Value iteration is the simplest planning algorithm, but its shape is everywhere downstream.

  • Q-learning is value iteration on sampled transitions. When you do not know P and R, you cannot compute the full expectation under P inside the max. So you replace it with a sample: from an observed transition (state, action, reward, next state) you bootstrap a target — immediate reward plus discounted max next-state Q — and nudge Q at that state-action pair toward it. That is exactly value iteration’s update with the expectation replaced by a sample (lesson 8 develops it in full).
  • DQN minimizes the Bellman optimality residual. A deep Q-network approximates Q with a neural network and uses gradient descent to make Q close to the Bellman optimality target — immediate reward plus discounted max next-state Q. The recursion is the same; the table is replaced by a function approximator. Lesson 9.
  • Early-stopping the greedy policy is a standard trick. In planning and in practice, “stop iterating values when the policy stabilizes” can save orders of magnitude of computation, especially when gamma is close to 1 and value convergence is slow.

The biggest single mental model: iterate the Bellman update; the policy comes for free. Everything that follows in the track is this idea adapted to the sample-based, function-approximation setting.

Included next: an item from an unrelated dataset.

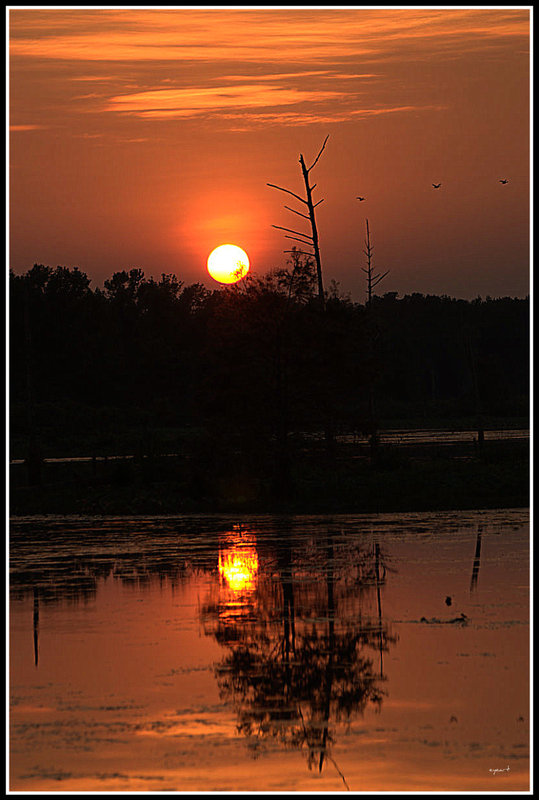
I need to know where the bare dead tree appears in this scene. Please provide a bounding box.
[361,219,389,460]
[361,219,389,305]
[267,134,329,311]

  • Confusing the value-iteration update with policy evaluation. Evaluation uses sum over actions weighted by pi (Bellman expectation); value iteration uses max over actions (Bellman optimality). Both are sweeps over states; only the per-state operator differs.

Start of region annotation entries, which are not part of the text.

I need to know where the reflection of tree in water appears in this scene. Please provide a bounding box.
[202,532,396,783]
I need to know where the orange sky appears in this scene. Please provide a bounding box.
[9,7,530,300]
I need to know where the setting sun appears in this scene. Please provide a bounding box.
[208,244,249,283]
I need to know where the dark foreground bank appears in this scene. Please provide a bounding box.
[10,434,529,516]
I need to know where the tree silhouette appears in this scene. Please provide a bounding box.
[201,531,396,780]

  • Waiting for V to fully converge. The greedy policy often stabilizes much earlier; stopping when the policy stops changing is usually enough for control purposes.
  • Forgetting bounded rewards. The contraction argument needs bounded rewards (otherwise sup-norm distances blow up). Real problems with very large or unbounded rewards may need a clip or a different analysis.
  • Treating value iteration as automatically fast. Convergence is geometric at rate gamma, so a gamma close to 1 means slow convergence in iteration count, even though each sweep is cheap. The two trade off.
  • Maintaining the policy explicitly during VI. There is no need to; the implicit policy is greedy with respect to the current V, and you can read it off at any time without writing it down.
  • Value iteration applies the Bellman optimality equation as a direct update: at each state, take the max over actions of immediate reward plus the discounted expected next-state value (the formula above). Sweep all states, repeat until V (or the greedy policy) stops moving.
  • The Bellman optimality operator is a contraction in the sup-norm with constant gamma, so the iterates converge to the optimal value function geometrically at rate gamma from any starting point.
  • The implicit policy at iteration k is greedy with respect to the current V, and it typically stabilizes well before V converges; using the policy as the stopping rule is a standard trick.
  • Worked on the A/B MDP at gamma equal to 0.9 starting from (0, 0). The first four iterates are (1, 2), (1.9, 2.9), (2.71, 3.71), and (3.439, 4.439), creeping toward the optimal value function (10, 11) found exactly by policy iteration. The greedy policy is (stay, switch) from iteration 1 on, which is the optimal policy.
  • Value iteration is the extreme point of GPI: one Bellman sweep per “improvement.” Policy iteration, truncated policy iteration, and value iteration are three points on the same evaluate-then-improve spectrum. Q-learning and DQN later in the track are this same update adapted to samples and function approximators.